Spasticity can cause long periods of strong contractions in major muscle groups, causing painful muscle spasms. This may manifest itself as:

Can spasticity be cured?

There are many strategies and treatments for spasticity that can help you recover, return to work, and regain lost function. If you do not get proper treatment, contractures develop, which are very difficult to treat. To achieve better results, it is necessary to use only an integrated approach, including drug and non-drug treatment of spasticity, giving preference to the second.

Spasticity treatment methods:

  • Medication methods;
  • Stretching exercises to reduce spasticity;
  • Specialized differentiated massage;
  • Electrical stimulation of motor points;
  • The use of orthoses and splints (together with physical therapy);
  • Taping;
  • Transcranial magnetic stimulation;
  • Surgical methods.

Medicines to treat spasticity:

There are two groups of drugs that can reduce spasticity after a stroke. It is better to start drug therapy with muscle relaxants. If there is no effect, it is necessary to change the drug or add a centrally acting drug. You must remember that the dose must be increased gradually.

Peripheral-acting drugs (muscle relaxants):

  • Mydocalm (tolperazone) 100-450 mg/day
  • Sirdalud (tizanidine) 6-36 mg/day
  • Baclofen 10-100 mg/day

Centrally acting drugs:

  • non-benzodiazepine tranquilizers (Diazepam, Clonazepam),
  • anticonvulsants (Finlepsin, Gabapentin, Pregabalin),
  • alpha adrenergic agonists (Clonidine).

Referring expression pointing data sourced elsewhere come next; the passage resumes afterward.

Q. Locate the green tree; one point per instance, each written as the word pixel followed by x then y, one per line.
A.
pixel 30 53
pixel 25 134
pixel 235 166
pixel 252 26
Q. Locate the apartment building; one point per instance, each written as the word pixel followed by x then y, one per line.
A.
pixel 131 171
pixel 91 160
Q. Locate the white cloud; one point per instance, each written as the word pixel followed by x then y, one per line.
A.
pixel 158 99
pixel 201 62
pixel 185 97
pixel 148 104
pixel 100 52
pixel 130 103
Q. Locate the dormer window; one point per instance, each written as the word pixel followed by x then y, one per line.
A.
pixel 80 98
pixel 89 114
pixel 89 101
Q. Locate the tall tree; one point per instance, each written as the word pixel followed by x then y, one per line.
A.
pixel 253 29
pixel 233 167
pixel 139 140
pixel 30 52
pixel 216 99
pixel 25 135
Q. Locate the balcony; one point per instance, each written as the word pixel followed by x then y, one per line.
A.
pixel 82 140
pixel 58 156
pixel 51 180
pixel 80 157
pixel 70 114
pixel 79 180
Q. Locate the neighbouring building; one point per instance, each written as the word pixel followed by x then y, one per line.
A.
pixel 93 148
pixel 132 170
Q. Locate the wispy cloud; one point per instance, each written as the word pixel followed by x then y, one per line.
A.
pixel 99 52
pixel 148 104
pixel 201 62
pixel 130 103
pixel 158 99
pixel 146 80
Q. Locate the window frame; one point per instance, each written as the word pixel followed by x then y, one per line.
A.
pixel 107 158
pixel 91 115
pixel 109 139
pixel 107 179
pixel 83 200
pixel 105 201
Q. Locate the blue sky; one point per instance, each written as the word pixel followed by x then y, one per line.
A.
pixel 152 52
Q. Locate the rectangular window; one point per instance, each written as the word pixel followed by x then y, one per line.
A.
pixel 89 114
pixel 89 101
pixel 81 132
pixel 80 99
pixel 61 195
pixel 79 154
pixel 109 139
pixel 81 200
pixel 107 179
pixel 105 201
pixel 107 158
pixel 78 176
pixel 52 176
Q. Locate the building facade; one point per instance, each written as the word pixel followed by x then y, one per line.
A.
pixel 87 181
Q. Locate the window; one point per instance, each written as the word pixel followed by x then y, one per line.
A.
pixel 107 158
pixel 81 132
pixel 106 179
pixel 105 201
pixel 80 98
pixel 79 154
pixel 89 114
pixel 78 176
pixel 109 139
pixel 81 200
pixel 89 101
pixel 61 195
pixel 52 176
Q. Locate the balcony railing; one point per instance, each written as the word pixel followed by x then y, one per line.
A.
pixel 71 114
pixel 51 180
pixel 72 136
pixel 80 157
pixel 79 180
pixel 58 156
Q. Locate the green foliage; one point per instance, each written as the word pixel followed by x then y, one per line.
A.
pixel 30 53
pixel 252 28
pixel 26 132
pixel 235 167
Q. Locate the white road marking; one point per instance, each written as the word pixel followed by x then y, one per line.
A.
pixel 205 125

Botulinum toxin(injections into the muscle):


If a stroke patient has a muscle with increased tone without contracture, and pain, muscle spasms, decreased range of motion, and impaired motor function associated with spasticity of this muscle, botulinum toxin type A or botulinum toxin can be used. The clinical effect after injection of botulinum toxin is observed after a few days and lasts for 2-6 months, after which a repeat injection may be required. The best results are observed when using botulinum toxin in the early stages (up to a year) from the moment of illness and mild paresis of the limb.

Tips for living with spasticity:

Assistive devices and home tools can help reduce the risk of spasticity-related falls. Here Some changes to your home that will improve your safety:

  • Ramps
  • Handrails
  • Raising toilets
  • Bathroom benches
  • Rubber mats for the bottom of the bathtub
  • Braces, canes, walkers, and wheelchairs can help you move freely as you gain strength.